When Britain declared war on August 4th, none of her colonies got a choice in whether to join the conflict with her. But that has not stopped Canadians from turning out more than 33,000 volunteers already. Enthusiastic crowds have already watched them march off to basic training in a mix of red coats and pith helmets (see above), and today another crowd watches as the first of four divisions that Canada will eventually raise begins to embark for Europe in fresh khakis.
After a three-day loading process, the convoy of thirty-two ships leaves North American shores to arrive at Plymouth Hoe, England after an 11-day voyage. There, they train on Salisbury Plain, within sight of Stonehenge. It is the beginning of one of the Western Front’s best stories — and the beginning of the end for the British Empire as her colonies have known it.
The Canadian Expeditionary Force (CEF) is shortly followed by Sam Hughes, the Minister of Militia and Defense, who arrives in a fast ocean liner. He has wanted this war for years, expressing great impatience in the weeks after the archduke’s assassination. No one in Canada has put more time or effort into raising and equipping the CEF, or proven more eager to lead, but Hughes’s leadership style is hardly incorruptible.
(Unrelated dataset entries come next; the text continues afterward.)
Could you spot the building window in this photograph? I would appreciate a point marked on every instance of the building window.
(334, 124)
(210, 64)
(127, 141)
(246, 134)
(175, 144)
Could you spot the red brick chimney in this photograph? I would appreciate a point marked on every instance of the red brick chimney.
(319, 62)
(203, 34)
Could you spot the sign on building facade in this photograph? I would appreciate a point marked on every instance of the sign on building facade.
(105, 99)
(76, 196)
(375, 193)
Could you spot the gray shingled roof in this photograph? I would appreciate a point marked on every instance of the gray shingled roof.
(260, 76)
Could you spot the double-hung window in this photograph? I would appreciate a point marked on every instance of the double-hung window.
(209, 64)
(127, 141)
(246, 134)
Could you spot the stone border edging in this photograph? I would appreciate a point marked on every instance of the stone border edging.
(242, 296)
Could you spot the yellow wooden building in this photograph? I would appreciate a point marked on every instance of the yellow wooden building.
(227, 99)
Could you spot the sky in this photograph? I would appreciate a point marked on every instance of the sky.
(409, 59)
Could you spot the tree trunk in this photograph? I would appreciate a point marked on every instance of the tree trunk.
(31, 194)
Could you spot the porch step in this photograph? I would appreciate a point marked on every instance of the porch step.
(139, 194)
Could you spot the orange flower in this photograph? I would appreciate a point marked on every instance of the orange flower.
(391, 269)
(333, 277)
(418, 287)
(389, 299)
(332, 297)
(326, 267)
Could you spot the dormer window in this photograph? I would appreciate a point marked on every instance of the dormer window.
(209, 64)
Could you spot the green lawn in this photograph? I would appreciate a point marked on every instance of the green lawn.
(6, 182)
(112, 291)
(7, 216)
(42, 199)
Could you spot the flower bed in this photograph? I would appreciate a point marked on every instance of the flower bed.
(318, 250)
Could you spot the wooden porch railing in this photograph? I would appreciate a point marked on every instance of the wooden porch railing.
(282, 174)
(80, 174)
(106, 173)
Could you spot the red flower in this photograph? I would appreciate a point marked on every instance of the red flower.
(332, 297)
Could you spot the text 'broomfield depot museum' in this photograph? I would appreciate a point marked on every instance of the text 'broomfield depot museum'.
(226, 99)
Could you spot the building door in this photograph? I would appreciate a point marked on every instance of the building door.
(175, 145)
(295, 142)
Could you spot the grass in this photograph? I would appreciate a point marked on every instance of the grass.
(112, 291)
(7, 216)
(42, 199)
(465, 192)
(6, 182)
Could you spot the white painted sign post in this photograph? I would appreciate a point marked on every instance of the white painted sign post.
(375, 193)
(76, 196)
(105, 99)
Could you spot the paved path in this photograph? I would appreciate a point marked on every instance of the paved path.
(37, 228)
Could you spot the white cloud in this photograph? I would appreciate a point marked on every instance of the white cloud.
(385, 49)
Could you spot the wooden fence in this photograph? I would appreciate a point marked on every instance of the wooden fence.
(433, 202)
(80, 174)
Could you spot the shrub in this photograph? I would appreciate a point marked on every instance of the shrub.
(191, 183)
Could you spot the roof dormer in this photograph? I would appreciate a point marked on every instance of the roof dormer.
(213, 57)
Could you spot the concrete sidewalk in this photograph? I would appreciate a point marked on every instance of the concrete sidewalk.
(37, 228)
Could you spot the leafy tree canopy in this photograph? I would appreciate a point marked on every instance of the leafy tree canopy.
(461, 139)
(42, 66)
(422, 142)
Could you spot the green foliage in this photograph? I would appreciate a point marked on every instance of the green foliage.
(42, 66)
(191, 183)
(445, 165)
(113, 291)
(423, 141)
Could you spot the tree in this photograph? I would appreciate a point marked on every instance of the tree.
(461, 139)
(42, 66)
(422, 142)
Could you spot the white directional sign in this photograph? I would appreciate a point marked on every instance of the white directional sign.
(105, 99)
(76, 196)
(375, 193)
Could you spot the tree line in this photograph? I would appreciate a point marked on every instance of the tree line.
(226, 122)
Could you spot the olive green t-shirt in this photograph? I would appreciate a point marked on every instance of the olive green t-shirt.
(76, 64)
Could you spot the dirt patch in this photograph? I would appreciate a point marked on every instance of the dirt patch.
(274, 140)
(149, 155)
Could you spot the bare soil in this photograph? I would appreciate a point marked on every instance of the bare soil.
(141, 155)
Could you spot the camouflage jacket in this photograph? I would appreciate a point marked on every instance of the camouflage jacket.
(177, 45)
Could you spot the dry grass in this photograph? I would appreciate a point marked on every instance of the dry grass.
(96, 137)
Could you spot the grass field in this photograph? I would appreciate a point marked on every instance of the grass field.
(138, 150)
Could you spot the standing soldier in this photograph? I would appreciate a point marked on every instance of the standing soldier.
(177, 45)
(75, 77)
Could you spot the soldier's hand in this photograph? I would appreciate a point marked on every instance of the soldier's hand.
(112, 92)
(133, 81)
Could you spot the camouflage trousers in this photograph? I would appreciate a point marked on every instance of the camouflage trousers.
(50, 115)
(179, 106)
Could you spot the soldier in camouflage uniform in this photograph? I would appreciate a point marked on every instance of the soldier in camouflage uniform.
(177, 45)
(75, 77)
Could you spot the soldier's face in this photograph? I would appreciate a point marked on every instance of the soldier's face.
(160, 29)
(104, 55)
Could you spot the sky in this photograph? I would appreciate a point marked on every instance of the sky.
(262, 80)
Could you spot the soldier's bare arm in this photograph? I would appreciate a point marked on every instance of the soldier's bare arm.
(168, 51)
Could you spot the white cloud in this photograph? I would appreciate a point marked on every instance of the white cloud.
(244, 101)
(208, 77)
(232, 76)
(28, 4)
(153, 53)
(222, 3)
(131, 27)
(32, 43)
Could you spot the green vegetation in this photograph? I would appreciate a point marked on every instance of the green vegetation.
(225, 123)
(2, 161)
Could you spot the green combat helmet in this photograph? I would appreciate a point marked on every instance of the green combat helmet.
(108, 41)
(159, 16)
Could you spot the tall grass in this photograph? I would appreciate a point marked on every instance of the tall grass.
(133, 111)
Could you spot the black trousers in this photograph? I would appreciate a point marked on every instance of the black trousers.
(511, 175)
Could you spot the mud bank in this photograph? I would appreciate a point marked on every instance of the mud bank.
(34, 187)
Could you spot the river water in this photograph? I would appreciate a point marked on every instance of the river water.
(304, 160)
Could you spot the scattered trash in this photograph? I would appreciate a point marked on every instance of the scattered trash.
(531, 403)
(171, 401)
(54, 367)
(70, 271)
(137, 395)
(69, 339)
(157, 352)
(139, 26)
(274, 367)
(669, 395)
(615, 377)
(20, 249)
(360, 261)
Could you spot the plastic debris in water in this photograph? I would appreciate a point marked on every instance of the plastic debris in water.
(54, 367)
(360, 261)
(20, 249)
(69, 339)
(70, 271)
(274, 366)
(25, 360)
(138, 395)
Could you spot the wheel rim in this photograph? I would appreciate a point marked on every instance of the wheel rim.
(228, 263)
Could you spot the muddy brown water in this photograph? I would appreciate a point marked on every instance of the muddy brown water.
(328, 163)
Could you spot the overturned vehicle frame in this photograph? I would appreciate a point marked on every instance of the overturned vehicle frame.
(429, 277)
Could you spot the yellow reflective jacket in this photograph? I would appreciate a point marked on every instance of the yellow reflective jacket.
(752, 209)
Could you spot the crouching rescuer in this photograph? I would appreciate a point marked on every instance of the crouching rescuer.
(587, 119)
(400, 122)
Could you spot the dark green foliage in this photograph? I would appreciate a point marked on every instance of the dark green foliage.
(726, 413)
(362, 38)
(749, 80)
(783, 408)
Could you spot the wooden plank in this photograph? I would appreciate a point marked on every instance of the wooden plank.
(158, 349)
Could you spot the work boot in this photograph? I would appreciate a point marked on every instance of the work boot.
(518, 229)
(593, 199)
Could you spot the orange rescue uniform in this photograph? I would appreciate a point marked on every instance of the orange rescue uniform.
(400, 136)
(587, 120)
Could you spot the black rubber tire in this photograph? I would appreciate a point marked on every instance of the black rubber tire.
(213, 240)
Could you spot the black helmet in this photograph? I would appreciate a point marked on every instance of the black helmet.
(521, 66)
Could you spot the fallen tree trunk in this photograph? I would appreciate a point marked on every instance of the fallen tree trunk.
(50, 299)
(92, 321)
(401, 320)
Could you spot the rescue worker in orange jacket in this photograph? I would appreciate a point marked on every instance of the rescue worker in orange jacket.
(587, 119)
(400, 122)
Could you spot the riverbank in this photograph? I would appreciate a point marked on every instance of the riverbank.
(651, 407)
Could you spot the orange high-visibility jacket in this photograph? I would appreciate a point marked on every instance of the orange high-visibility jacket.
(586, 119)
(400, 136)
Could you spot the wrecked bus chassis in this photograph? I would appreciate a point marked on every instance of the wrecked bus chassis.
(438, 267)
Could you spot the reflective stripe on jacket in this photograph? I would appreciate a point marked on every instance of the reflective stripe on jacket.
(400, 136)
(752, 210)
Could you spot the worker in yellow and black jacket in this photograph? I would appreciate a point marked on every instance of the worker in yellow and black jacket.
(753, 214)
He has been mucking around in the selection and assignment of officers, leaving incompetents in crucial roles while passing over qualified men. Patronage rules his world, and Hughes has already begun awarding munitions contracts to friends. But his most egregious decision is to keep the 1910 model Ross rifle, which is very accurate but easy to mis-assemble — and which can be jammed by the slightest touch of dirt during combat.
Too narcissistic to admit his errors, Hughes is not driven from office until November 1916, when Prime Minister Robert Borden is finally forced to fire him. By that time, there are two diverging trends at work: the Canadian public has become much less enthusiastic about the war, but the CEF is covering itself in glory with British Lee Enfield rifles, having finally discarded the Ross.
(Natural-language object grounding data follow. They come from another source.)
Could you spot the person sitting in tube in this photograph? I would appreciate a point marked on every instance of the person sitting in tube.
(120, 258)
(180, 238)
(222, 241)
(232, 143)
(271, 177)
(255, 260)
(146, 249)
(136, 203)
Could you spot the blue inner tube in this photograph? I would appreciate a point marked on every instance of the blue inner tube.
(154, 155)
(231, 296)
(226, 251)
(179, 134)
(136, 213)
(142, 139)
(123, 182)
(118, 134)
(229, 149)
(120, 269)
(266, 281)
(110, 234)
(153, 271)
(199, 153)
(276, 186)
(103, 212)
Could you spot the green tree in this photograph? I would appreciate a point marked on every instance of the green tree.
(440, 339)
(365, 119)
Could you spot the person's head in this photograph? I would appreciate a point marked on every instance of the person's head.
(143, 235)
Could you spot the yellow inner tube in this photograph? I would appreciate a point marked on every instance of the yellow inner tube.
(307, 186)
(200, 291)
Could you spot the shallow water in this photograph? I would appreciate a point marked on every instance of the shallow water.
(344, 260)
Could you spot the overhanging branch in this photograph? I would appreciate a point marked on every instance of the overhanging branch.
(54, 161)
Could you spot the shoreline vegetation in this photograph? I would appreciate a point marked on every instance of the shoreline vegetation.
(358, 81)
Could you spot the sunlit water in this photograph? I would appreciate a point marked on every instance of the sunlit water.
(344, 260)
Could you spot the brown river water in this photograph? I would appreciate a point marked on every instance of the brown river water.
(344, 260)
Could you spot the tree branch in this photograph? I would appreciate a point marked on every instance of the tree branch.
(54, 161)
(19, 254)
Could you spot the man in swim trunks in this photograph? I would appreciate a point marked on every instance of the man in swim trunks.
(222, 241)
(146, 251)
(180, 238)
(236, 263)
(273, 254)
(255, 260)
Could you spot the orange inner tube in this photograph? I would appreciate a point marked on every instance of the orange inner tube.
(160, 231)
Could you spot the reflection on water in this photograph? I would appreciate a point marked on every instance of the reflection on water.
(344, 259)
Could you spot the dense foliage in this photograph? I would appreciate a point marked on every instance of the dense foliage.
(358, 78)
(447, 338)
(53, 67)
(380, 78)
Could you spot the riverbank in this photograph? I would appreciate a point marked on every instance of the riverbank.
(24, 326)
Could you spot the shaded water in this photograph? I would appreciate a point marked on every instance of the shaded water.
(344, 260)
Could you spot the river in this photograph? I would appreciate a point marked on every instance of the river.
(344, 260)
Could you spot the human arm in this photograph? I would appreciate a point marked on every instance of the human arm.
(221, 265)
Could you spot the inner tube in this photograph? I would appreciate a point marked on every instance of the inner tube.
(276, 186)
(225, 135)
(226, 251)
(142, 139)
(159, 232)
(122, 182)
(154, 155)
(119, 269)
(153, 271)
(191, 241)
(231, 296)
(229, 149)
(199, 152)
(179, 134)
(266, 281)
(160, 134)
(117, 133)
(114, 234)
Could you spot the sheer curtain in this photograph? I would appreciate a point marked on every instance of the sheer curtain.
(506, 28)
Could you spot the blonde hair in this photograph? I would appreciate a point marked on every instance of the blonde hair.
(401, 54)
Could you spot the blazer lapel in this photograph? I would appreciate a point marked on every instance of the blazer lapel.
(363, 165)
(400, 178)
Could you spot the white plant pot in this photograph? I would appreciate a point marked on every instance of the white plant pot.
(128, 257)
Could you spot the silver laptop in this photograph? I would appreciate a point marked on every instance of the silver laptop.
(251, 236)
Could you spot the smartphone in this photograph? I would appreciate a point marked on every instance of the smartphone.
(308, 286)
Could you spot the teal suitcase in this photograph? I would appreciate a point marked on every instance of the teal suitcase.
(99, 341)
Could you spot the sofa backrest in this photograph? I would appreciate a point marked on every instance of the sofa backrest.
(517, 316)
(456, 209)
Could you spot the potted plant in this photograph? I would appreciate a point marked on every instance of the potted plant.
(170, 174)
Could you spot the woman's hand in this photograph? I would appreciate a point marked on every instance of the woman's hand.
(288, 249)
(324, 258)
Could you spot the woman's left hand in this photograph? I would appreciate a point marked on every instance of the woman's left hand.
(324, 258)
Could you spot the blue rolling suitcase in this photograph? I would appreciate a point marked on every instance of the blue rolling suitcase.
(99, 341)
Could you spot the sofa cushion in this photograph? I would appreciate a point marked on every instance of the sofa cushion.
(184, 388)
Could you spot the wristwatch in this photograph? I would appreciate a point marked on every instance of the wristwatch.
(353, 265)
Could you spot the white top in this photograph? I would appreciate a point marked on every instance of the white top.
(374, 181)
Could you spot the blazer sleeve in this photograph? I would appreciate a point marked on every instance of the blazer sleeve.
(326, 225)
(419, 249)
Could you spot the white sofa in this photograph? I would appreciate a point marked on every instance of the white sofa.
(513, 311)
Canada has a population of just eight million people in 1914. That such a small nation should turn out such a large percentage of its manpower for war, sustaining high rates of volunteerism even until 1917, speaks to the weakness of the country’s economy as well as her national character. Under a conservative government, Canada suffers from a lingering recession, and now so many unemployed men turn out to enlist that farmers soon worry over a budding labor shortage.
Although hardly a professional force as they board ships today, good leaders and a baptism of fire will harden these men into crack troops. Unlike too many allied generals, Sir Arthur Currie refuses to throw his men into a battle without detailed preparation and training for well-defined mission objectives; he would do fine in a modern-day staff college. The third and final commander of the Canadian Army Corps, Currie follows in the footsteps of two capable men: fellow Canadian Lieutenant-General Edwin Alderson, who will lead them into 1915 before disputes with Hughes lead to his removal, and British General Sir Julian Byng, who makes a point of getting to know his men and becomes a beloved figure in the ranks.
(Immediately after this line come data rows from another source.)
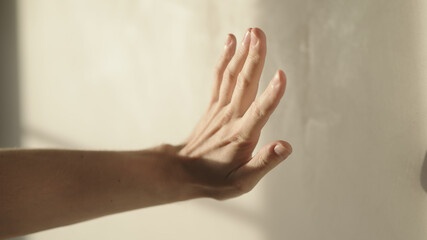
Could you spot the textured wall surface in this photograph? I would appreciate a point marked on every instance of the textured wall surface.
(131, 74)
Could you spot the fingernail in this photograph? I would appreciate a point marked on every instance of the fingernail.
(247, 38)
(276, 80)
(281, 150)
(228, 41)
(254, 40)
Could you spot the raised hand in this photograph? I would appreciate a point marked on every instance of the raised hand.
(220, 147)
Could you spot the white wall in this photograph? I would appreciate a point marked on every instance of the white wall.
(131, 74)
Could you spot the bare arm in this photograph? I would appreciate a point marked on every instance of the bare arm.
(42, 189)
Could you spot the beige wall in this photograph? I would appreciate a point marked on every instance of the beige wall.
(131, 74)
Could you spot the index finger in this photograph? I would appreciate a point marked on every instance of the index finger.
(261, 109)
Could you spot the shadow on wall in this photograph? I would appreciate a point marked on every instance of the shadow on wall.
(424, 174)
(332, 191)
(9, 91)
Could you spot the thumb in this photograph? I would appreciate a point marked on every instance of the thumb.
(266, 159)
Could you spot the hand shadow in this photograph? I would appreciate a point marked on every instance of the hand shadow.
(424, 173)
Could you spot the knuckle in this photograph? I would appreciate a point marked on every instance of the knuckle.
(254, 58)
(241, 186)
(244, 81)
(229, 74)
(227, 115)
(257, 112)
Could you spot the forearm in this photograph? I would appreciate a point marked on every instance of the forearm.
(41, 189)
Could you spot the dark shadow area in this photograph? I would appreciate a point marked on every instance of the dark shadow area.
(424, 173)
(9, 74)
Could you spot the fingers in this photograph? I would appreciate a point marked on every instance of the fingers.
(233, 69)
(260, 110)
(248, 79)
(227, 55)
(264, 161)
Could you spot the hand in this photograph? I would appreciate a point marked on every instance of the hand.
(220, 147)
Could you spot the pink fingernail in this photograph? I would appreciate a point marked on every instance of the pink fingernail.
(276, 80)
(254, 40)
(228, 41)
(247, 38)
(281, 151)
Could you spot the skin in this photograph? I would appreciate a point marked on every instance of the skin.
(43, 189)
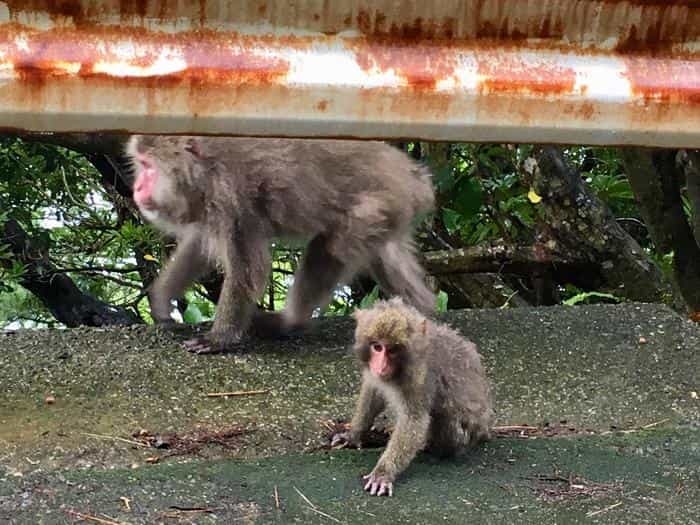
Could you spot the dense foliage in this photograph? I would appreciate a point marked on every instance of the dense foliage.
(86, 230)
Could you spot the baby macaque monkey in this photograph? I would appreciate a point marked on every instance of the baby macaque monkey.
(226, 199)
(430, 376)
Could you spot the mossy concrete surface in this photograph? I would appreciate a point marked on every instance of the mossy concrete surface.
(622, 382)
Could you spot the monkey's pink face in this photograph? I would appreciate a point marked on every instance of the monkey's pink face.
(383, 359)
(145, 184)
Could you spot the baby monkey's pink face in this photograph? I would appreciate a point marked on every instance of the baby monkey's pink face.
(383, 359)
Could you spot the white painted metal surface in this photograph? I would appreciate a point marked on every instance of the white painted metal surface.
(563, 71)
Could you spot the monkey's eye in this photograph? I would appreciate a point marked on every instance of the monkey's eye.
(377, 347)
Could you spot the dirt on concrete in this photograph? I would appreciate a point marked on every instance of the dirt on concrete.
(598, 407)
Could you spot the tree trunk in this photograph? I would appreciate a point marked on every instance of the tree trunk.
(655, 177)
(57, 291)
(578, 221)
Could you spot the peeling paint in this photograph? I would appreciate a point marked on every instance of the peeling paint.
(567, 71)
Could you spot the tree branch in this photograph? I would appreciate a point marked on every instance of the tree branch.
(57, 291)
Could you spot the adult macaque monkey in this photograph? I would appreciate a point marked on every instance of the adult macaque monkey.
(226, 199)
(429, 376)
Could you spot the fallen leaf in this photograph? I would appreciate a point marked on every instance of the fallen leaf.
(533, 197)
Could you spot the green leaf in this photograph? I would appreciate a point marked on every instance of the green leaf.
(371, 298)
(468, 198)
(585, 296)
(443, 178)
(192, 314)
(441, 303)
(451, 220)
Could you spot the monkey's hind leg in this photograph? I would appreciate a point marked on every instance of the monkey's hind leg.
(313, 286)
(446, 436)
(398, 272)
(246, 266)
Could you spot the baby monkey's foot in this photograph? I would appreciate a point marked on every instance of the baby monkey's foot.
(379, 484)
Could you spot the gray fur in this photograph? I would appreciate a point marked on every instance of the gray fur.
(354, 200)
(441, 395)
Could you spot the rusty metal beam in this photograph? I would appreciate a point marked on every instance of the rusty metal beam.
(563, 71)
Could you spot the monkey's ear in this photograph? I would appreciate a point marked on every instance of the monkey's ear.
(192, 146)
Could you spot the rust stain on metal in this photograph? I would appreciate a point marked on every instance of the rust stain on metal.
(510, 74)
(420, 66)
(376, 24)
(207, 57)
(664, 80)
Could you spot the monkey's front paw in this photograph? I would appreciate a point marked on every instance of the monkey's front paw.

By 1917, the enemy fears the Canadians more than any other group in the allied line, for their brigade-level tactics are devilishly inventive — and they are not known for trying to take prisoners while fighting still rages. These deeds are matched in the air: the man credited for shooting down the Red Baron is Captain Arthur “Roy” Brown, a Canadian pilot in the Royal Air Force. Although later studies have concluded that Manfred von Richthofen was killed by ground fire, it is notable that Brown never lost a pilot in the flight he led.
For all their efforts to conserve life, more than 61,000 Canadian men die on the Western Front. Borden’s Unionist Party has won a substantial reelection victory in 1917, and his nascent nation has been strained by resentment of a Quebecois minority that does not line up to serve. Having joined the war involuntarily, he demands a seat at the peace table as an equal partner. Prime Minister Lloyd George, who has led his nation through the war on the premise of national autonomy, can hardly refuse.
As a result, South Africa, Australia, New Zealand, and India all have seats at the Versailles Peace Conference over the objections of Woodrow Wilson. It is the end of their lives as subject nations in a British Empire — and the beginning of their lives as independent nations in a British Commonwealth.